Facts About Marigolds

Updated February 21, 2017

Originating from South America and Mexico, marigold's scientific name is Tagetes. Marigolds are prized for their bold shades of yellow, orange and burgundy. These easy-to-grow flowers are so brilliant in colour that may be dried and used for food colouring and dyes. Depending on the cultivar, marigolds can grow from 6 inches to about 4 feet tall, and some species of these fast-growing, colourful plants are used in holistic medicine.


There are four basic species of marigolds: African-Aztec, French, single and triploids. African or Aztec varieties can range from about 1 foot to over 3 feet tall with flowers that span 3 to 4 inches across. They are generally yellow or pumpkin orange in colour. French marigolds produce large blooms in striking shades of yellow, gold, orange or a mixture of colours. Triploids are a hybrid of French and African marigolds, and single marigolds resemble daisies.


Marigolds grow well in containers both indoors and outdoors and with the proper care, they will bloom annually. Many growers prefer to plant them in yards rather than indoors because of their strong fragrance. For best results, plant marigold seeds indoors in the early spring as they generally require five to six weeks to flower.

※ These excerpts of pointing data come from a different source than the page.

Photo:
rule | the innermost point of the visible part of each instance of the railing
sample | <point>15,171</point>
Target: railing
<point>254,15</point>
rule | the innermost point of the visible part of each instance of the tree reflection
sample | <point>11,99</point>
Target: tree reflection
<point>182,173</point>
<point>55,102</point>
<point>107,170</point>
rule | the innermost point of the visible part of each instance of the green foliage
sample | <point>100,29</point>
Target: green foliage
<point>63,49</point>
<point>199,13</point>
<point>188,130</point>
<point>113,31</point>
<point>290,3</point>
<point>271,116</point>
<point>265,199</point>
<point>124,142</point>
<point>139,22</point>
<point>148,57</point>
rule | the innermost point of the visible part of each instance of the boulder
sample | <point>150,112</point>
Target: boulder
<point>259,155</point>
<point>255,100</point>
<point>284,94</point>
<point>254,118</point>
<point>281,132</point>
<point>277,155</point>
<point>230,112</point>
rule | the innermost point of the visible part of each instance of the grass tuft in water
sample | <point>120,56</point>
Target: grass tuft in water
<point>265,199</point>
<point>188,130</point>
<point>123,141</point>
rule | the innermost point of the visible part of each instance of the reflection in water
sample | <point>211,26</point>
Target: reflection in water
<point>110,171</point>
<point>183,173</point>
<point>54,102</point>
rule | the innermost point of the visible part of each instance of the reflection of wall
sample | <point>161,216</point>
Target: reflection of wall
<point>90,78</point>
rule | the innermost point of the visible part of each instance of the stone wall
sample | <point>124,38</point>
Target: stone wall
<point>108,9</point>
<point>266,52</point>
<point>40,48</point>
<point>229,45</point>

Move them outdoors in late May to avoid damage by frost.


Marigolds are not difficult to grow and maintain. They enjoy moist soil and full sun and occasional light pruning of dead flowers. Unless conditions are very dry, marigolds generally require watering about once a week or when the soil appears dry. Be sure to give them enough room to flower when planting outdoors and feed monthly with a general-purpose fertiliser.


Marigolds are insect resistant due to their strong aroma. For this reason, some gardeners use them along borders and in combination with vegetable plantings to protect other plants from insect infestation. They are subject to occasional attack from spider mites, slugs and spittlebug.

Fun Fact

Marigolds are the official flower of "Day of the Dead" celebrations in Mexican culture. The pungent aroma and brilliant colours of marigolds were traditionally thought to attract the dead and allow their spirits to celebrate the joy of the life they once had for two days each year in November.

Cite this Article A tool to create a citation to reference this article Cite this Article

About the Author

Lee Weal began writing and editing online content as a corporate intranet administrator in 2000 and was also the publisher and editor of a monthly employee newsletter. Her articles specialize in children's issues and home improvement.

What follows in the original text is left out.